Canisius guard Chris Young was in the center of the action Wednesday night in Madison Square Garden. He was close by on Tuesday as well.
Young hit a trio of second-half three-pointers to help the Griffs' resurrection during their 66-62 loss to Penn State in the NIT consolation game. The 5-foot-10 junior hit two of them in a 50-second span from well beyond the NBA three-point line.
"A couple fell for me, some other people start hitting big shots and we start all playing off each other," Young said. "We got some confidence and I really thought we could pull it out."
Mentioning Young and the NBA in the same sentence is the other part of this tale. All the Canisius players got tickets to the Knicks-Bulls game Tuesday and saw Michael Jordan's 55-point virtuoso routine. Young and backup center Ryan Collins had a bird's-eye view for the dramatic second half of Chicago's 113-111 victory.

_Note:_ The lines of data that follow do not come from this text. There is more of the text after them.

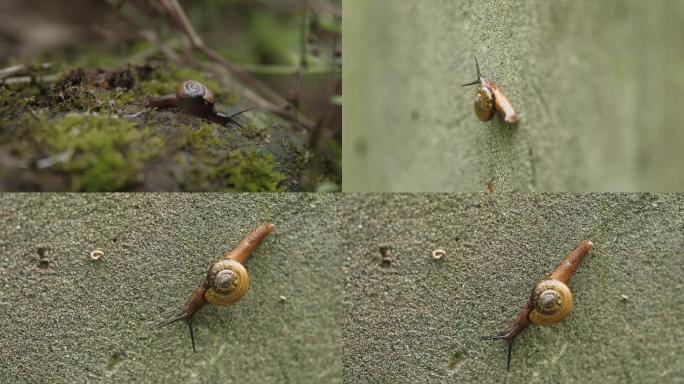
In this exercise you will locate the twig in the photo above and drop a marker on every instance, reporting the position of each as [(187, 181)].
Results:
[(297, 84), (279, 104), (23, 70)]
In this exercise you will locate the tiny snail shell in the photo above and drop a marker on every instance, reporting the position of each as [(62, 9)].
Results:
[(488, 98), (550, 300), (226, 281), (96, 254), (196, 99), (438, 254), (193, 91)]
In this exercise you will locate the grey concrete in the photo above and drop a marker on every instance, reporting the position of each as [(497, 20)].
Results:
[(73, 320), (598, 85), (419, 321)]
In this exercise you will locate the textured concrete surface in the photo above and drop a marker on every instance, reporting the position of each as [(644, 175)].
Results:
[(414, 320), (598, 86), (70, 319)]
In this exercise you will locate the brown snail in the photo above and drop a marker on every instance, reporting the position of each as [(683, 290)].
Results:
[(489, 99), (550, 300), (196, 99), (227, 280)]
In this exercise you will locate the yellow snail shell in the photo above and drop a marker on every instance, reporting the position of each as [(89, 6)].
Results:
[(227, 282), (194, 90), (551, 302)]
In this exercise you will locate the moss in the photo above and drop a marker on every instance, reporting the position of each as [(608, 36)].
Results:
[(201, 137), (108, 153), (252, 131), (250, 172)]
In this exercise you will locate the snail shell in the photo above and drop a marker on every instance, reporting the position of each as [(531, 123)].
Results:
[(484, 103), (488, 100), (194, 91), (551, 302), (227, 282)]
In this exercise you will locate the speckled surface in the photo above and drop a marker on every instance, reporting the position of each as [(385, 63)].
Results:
[(598, 86), (75, 320), (414, 320)]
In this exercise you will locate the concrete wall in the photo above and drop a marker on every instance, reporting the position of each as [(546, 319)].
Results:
[(420, 321), (599, 86), (75, 320)]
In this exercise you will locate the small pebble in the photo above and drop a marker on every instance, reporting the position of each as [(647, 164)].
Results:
[(96, 254), (438, 254)]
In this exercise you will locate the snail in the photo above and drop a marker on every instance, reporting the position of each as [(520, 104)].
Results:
[(550, 300), (227, 280), (196, 99), (489, 99)]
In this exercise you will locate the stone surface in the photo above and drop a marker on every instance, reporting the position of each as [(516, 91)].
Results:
[(411, 319), (598, 86), (67, 318)]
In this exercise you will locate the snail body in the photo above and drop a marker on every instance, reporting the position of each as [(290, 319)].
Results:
[(488, 100), (227, 280), (195, 98), (550, 300)]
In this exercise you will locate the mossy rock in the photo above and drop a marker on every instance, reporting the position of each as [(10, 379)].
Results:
[(91, 130)]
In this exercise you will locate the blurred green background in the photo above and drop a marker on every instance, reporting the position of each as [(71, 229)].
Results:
[(65, 318), (410, 319), (598, 86)]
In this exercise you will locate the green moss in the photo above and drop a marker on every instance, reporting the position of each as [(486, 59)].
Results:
[(252, 131), (250, 172), (200, 138), (108, 153)]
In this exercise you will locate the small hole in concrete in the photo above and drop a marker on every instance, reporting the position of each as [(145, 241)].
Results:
[(456, 359)]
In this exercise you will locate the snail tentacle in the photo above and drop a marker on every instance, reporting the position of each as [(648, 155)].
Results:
[(196, 99), (225, 282), (550, 300), (489, 99)]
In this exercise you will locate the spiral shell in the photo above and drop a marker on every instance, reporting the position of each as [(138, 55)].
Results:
[(551, 302), (194, 90), (227, 282), (484, 103)]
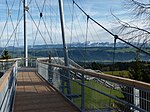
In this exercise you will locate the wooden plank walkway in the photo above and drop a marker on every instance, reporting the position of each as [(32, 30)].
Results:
[(34, 94)]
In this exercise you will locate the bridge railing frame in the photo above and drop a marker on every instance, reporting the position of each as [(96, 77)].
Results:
[(132, 87), (8, 88)]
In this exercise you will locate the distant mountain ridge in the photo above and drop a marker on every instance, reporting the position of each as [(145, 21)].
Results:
[(75, 44)]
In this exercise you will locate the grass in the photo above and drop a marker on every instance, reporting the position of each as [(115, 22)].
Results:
[(123, 73), (93, 99)]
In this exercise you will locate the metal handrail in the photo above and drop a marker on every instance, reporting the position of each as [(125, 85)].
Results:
[(132, 86), (131, 82)]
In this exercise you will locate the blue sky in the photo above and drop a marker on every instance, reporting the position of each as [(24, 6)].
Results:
[(98, 9)]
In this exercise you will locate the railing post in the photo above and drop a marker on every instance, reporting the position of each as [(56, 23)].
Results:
[(82, 94)]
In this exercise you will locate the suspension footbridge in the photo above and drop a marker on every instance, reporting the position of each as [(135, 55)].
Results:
[(57, 84)]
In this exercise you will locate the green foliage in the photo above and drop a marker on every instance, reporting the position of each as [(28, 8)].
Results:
[(139, 71), (6, 55)]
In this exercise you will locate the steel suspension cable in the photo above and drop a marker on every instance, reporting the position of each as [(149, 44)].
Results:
[(115, 36)]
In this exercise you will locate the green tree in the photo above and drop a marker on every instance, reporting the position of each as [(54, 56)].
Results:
[(6, 54)]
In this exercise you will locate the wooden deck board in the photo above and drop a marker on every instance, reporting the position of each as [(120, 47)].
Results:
[(33, 94)]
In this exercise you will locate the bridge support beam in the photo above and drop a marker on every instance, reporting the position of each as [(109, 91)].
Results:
[(61, 10)]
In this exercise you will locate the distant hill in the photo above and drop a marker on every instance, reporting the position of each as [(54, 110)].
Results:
[(93, 52)]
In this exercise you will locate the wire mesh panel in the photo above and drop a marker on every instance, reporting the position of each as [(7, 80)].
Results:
[(91, 91)]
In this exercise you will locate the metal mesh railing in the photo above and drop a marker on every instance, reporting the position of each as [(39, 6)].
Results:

"We're sitting way up in Section 300 (near the Garden roof) and Ryan and I walked down close at halftime to get some good pictures," Young recounted.
"We got some real nice ones of Michael. We're walking around to go back and the usher recognizes Ryan, said he saw our game Monday.

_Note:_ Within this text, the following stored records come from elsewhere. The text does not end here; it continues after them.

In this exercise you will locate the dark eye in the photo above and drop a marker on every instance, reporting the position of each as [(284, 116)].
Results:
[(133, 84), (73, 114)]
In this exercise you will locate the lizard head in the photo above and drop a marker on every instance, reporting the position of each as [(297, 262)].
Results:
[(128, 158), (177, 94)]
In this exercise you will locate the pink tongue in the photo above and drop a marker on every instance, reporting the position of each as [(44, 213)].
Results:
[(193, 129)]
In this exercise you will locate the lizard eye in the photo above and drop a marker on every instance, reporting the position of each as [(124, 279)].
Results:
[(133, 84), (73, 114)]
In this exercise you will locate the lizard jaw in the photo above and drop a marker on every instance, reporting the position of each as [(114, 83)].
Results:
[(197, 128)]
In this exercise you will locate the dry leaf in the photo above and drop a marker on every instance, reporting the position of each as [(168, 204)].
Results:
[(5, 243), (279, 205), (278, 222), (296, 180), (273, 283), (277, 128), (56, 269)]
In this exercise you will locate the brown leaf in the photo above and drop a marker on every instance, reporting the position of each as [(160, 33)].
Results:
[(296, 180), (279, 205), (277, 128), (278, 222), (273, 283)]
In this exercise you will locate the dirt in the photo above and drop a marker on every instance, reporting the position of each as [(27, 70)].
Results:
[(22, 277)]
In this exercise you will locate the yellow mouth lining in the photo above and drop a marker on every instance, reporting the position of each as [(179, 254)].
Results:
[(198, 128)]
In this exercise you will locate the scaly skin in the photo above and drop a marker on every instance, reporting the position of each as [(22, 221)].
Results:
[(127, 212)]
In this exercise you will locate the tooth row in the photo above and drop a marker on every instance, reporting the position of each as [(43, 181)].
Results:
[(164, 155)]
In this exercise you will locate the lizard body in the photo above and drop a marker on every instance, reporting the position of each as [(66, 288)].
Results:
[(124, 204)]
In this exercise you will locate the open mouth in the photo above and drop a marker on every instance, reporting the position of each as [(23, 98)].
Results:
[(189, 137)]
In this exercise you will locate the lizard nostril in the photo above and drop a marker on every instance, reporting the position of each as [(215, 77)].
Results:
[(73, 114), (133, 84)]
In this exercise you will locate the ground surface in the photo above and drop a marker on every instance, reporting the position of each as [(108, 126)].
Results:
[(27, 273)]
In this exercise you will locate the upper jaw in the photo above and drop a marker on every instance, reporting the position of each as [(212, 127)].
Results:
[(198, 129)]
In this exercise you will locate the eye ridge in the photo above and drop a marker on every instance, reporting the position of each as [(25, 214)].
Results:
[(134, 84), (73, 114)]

"I asked him if he could do us a favor and he put us down by the media. We got pictures taken with (comedian) Bill Murray and all kinds of ones with the Chicago bench."
Young and Collins stood the entire half on a corner of the floor level near the Bulls' bench.

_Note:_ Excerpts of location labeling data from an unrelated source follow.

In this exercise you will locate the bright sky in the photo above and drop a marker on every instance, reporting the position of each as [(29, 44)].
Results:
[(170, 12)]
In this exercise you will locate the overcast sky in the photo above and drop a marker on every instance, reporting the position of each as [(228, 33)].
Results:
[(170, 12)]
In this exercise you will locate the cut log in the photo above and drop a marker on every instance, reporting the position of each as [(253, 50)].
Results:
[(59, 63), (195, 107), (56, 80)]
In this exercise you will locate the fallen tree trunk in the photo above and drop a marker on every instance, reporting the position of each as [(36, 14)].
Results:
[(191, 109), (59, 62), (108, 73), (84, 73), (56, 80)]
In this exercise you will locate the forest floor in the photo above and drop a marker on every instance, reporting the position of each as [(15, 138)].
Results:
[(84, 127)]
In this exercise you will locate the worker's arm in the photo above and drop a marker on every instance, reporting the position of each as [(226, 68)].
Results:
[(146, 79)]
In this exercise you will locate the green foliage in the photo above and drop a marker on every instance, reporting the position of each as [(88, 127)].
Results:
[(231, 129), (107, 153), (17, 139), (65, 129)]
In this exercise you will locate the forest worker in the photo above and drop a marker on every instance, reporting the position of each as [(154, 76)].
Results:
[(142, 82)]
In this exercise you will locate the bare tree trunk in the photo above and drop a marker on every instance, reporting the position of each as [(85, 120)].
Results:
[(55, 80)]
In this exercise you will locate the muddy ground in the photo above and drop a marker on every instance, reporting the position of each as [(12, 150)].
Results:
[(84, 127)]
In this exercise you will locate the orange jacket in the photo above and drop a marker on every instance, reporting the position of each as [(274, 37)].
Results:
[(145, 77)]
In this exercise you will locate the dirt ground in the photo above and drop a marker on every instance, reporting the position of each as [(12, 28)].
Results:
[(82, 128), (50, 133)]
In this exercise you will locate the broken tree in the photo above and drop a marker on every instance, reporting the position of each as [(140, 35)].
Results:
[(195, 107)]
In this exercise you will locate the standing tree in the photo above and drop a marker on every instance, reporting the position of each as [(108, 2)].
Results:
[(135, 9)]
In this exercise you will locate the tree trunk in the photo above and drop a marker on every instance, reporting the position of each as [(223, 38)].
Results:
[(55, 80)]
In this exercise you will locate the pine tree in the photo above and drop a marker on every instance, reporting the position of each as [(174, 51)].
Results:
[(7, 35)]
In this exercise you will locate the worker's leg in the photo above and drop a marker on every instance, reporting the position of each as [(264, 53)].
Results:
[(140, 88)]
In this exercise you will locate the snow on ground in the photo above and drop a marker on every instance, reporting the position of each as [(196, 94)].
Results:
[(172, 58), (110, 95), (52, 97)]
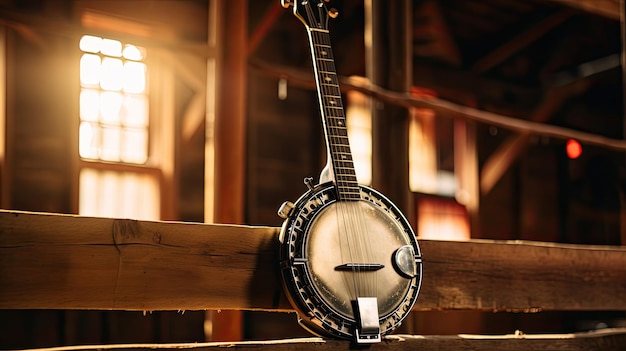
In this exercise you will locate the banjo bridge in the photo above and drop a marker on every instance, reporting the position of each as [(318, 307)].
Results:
[(360, 267)]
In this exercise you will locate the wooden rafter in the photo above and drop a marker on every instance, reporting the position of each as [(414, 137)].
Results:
[(445, 108), (605, 340), (523, 40), (607, 8), (69, 262)]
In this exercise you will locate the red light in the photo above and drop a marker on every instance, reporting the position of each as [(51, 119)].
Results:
[(573, 149)]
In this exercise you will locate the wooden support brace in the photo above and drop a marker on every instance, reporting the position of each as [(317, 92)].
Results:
[(68, 262), (607, 340)]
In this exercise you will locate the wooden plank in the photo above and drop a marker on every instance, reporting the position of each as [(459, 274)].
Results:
[(68, 262), (606, 340), (607, 8)]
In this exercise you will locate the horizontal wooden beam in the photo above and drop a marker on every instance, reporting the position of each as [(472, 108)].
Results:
[(50, 261), (605, 340), (607, 8)]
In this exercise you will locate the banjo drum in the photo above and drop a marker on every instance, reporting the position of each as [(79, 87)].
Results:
[(350, 264)]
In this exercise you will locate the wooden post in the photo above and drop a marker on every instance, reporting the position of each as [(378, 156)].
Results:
[(388, 64)]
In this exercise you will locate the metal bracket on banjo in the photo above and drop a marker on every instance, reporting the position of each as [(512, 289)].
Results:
[(368, 331)]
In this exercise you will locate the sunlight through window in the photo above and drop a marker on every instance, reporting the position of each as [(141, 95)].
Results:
[(113, 101)]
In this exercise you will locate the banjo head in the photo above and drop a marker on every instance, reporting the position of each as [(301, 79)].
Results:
[(333, 253)]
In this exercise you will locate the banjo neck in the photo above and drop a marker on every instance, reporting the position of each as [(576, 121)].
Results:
[(333, 116)]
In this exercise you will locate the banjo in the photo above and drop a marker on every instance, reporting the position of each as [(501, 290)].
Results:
[(349, 261)]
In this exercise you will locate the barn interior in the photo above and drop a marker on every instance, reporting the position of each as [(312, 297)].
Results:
[(480, 119)]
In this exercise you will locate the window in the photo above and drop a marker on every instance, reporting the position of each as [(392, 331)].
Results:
[(113, 101), (114, 132)]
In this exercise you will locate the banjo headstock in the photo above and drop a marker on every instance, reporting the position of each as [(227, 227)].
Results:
[(313, 13)]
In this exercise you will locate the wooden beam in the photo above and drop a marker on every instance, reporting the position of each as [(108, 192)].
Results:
[(50, 261), (522, 41), (606, 340), (607, 8), (501, 159), (445, 107)]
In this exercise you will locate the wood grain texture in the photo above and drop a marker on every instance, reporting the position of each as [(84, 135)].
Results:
[(608, 340), (50, 261)]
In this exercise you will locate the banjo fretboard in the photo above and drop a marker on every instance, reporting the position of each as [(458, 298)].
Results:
[(333, 116)]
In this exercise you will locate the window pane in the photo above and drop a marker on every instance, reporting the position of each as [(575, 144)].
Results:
[(110, 107), (132, 52), (89, 70), (111, 47), (89, 103), (112, 74), (136, 107), (111, 140), (135, 146), (134, 77), (89, 43), (118, 194), (89, 136)]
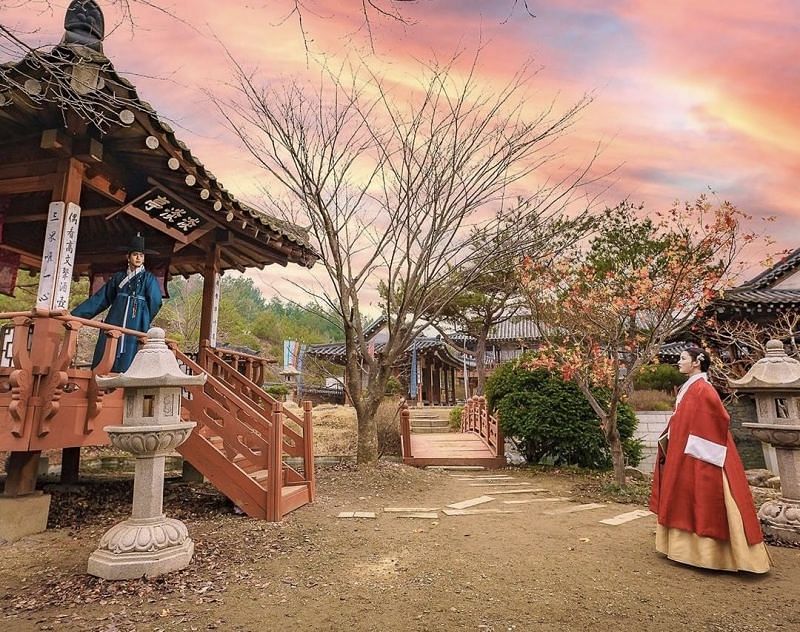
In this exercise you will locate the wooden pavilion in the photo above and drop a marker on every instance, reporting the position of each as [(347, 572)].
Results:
[(84, 164), (427, 369)]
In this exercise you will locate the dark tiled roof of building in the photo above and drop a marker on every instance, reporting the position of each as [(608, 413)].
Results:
[(770, 277), (123, 108), (336, 351), (777, 297), (519, 328)]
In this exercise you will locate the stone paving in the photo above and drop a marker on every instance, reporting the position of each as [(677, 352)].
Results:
[(468, 506)]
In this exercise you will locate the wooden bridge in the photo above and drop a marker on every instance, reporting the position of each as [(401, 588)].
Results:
[(479, 442)]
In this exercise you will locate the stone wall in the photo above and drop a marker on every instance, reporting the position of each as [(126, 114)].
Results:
[(649, 426), (743, 410)]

"It was awesome," Young said. "The whole second second half, we were right with Connie Chung, Maury Povich, Phil Donahue, basically hanging out with all the people who make this city run. It was really exciting, well worth the trip."
Senior guard Damone James made his first start since January 1994, replacing struggling freshman Kevin Thompson.
James tied his season high with 11 points, nine in the second half.
"Especially in the second half, he did a very good job," said coach John Beilein. "In the last half of the year on the whole, he did a terrific job with ball control."
"I was real happy coach gave me the call tonight," James said. "Unfortunately, I wanted to go out a winner in my last game, especially in a starting role but it didn't happen.
"I still feel like a winner. It was my dream since I was a little kid to play in Madison Square Garden and it was a great feeling to play in the NIT."
James played in 119 career games, second in school history to Craig Wise's 121. Beilein also used senior walk-on John Gorman for a 74-second stint in the first half, his first non-garbage time appearance of the year. Gorman did not take a shot.
Wise's nine points, four rebounds and six assists pushed his final career totals in those categories to 1,799, 784 and 353, respectively. Wise ends up second in school history in points and rebounds and fourth in assists.
Center Micheal Meeks had a game-high nine rebounds to pass Mayor Anthony M. Masiello for sixth place with 636. Meeks ends his junior year with 1,340 points, seventh in school history, while Darrell Barley is 14th at 1,119.
The start of the game was pushed up 20 minutes, to 6:10 p.m., because a circus matinee in the Garden during the afternoon ended early.
The teams were summoned earlier in the day because tournament officials were worried the 6:30 tip-off might run into the ESPN telecast of the championship game, which was slated for 8:30.
The time had been a source of confusion all week; NIT releases usually said 6:30, while most tickets printed said 6 p.m.